I also live in a pretty progressive bubble here in the states that makes me
particular hard to re-home somewhere. I won't live places where my tax dollars
fund unfettered fuckery (like that going on in Arizona, Texas, Florida, etc).

I've been thinking maybe there are some small/mid-sized cities with somewhat
busy regional airports so cheap flights in/out are possible. Long drives just
wear one down after a while and start to change how one behaves, it's weird
and subtle. Flights are almost always easier/faster than driving and give you
some time back since you can, if you want to, do something on the plane.

Maybe other folks don't feel it as much, but all those subtle things that slow
you down really add up over time. With covid altering our lives for the
foreseeable future, perhaps isolation seems more reasonable or acceptable now
(making it easier to just focus)... I'd say give it a try, and if you figure
out a good process for it, please let me know :)

------
danans
Something that the pandemic and the associated housing churn offers to young
and childless city dwellers is the opportunity to move somewhere they can find
a sense of community, which for many is something that is lacking in their
lives as evidenced by the long HN threads on the very real subject of
alienation felt by young workers in physically anonymous environments.
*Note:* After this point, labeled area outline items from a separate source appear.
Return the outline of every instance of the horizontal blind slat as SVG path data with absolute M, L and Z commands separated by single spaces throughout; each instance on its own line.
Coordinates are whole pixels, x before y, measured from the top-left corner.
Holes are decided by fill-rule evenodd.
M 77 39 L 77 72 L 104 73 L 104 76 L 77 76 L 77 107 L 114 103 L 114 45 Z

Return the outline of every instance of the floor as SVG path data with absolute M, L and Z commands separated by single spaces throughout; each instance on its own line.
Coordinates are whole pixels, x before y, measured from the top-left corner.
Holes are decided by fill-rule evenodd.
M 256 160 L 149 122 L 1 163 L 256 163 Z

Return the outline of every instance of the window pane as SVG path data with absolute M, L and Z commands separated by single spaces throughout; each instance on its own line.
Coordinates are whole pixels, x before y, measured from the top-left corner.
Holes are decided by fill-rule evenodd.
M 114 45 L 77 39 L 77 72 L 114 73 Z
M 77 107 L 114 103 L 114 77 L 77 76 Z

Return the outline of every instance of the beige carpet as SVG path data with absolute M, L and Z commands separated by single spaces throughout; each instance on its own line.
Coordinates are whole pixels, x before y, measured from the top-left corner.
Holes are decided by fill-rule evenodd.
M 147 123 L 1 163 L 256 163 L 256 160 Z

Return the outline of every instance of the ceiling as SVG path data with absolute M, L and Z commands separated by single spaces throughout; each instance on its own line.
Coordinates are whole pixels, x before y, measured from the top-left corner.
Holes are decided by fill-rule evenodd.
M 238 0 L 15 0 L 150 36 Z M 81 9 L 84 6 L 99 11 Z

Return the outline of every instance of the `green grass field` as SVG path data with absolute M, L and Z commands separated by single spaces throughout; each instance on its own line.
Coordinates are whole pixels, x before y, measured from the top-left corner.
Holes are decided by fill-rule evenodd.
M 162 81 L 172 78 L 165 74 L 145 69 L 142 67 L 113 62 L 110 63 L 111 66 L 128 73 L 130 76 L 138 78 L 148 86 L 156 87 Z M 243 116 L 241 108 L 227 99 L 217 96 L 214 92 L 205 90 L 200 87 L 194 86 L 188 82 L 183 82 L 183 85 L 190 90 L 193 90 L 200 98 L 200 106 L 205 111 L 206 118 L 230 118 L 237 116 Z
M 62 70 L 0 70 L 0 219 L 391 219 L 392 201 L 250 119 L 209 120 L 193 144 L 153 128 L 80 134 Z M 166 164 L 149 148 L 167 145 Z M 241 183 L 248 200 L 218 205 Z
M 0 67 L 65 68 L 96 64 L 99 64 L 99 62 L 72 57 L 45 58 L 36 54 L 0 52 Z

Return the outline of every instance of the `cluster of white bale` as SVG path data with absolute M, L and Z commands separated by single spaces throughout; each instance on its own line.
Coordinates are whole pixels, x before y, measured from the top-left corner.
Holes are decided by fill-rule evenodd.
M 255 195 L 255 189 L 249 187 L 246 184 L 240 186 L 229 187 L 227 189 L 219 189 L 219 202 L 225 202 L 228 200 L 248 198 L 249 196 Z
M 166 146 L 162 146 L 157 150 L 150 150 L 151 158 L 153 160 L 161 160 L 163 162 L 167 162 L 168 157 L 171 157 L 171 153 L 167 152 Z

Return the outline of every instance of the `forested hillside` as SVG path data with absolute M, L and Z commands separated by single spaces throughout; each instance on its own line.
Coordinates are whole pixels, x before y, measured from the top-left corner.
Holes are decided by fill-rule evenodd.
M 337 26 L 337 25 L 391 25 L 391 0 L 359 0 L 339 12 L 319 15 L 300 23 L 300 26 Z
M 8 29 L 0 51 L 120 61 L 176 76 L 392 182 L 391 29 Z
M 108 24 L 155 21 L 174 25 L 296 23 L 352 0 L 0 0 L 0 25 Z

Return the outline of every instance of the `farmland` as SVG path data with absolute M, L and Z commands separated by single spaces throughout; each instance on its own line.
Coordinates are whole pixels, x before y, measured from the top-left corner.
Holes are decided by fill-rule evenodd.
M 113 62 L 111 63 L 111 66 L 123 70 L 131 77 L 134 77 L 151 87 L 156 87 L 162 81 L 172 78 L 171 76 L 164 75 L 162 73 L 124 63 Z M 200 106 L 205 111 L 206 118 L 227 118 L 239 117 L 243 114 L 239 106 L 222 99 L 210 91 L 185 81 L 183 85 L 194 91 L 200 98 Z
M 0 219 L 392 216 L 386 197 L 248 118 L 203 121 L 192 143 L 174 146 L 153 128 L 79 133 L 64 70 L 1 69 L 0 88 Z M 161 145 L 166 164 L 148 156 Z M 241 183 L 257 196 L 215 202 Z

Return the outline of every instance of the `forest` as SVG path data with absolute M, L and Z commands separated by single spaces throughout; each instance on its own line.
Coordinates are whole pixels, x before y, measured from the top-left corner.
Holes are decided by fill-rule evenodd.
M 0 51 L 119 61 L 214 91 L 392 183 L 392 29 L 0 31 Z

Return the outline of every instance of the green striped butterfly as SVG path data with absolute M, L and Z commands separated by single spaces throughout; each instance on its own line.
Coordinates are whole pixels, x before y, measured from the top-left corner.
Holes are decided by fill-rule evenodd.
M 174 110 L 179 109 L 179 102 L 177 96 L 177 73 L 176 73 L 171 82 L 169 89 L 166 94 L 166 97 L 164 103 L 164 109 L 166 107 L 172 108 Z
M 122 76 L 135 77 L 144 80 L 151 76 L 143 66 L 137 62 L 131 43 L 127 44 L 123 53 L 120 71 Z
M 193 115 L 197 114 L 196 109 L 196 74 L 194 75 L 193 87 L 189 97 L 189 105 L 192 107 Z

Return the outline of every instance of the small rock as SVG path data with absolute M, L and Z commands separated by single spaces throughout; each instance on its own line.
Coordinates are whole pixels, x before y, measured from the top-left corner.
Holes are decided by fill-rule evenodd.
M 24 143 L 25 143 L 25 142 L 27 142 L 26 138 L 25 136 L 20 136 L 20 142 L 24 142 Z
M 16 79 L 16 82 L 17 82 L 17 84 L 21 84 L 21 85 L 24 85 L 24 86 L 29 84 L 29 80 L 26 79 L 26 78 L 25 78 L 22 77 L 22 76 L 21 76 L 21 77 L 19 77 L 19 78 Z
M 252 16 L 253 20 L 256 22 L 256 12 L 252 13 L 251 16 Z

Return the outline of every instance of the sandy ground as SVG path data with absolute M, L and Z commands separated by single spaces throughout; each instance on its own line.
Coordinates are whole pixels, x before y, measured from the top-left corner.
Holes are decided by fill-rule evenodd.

They might find this back in the small town they came from, or it might be
just in another neighborhood of the same city that has more of a sense of
community. It's not unusual for large impact events like this to cause people
to consider switching to different style of life - and matching setting - that
involves getting more connected with the people who live around them, or
moving to a place more amenable to that.

I've already seen several examples of this happening on a local level, so I
figure it's a real sub-trend among the many sudden human movement patterns
initiated by the pandemic.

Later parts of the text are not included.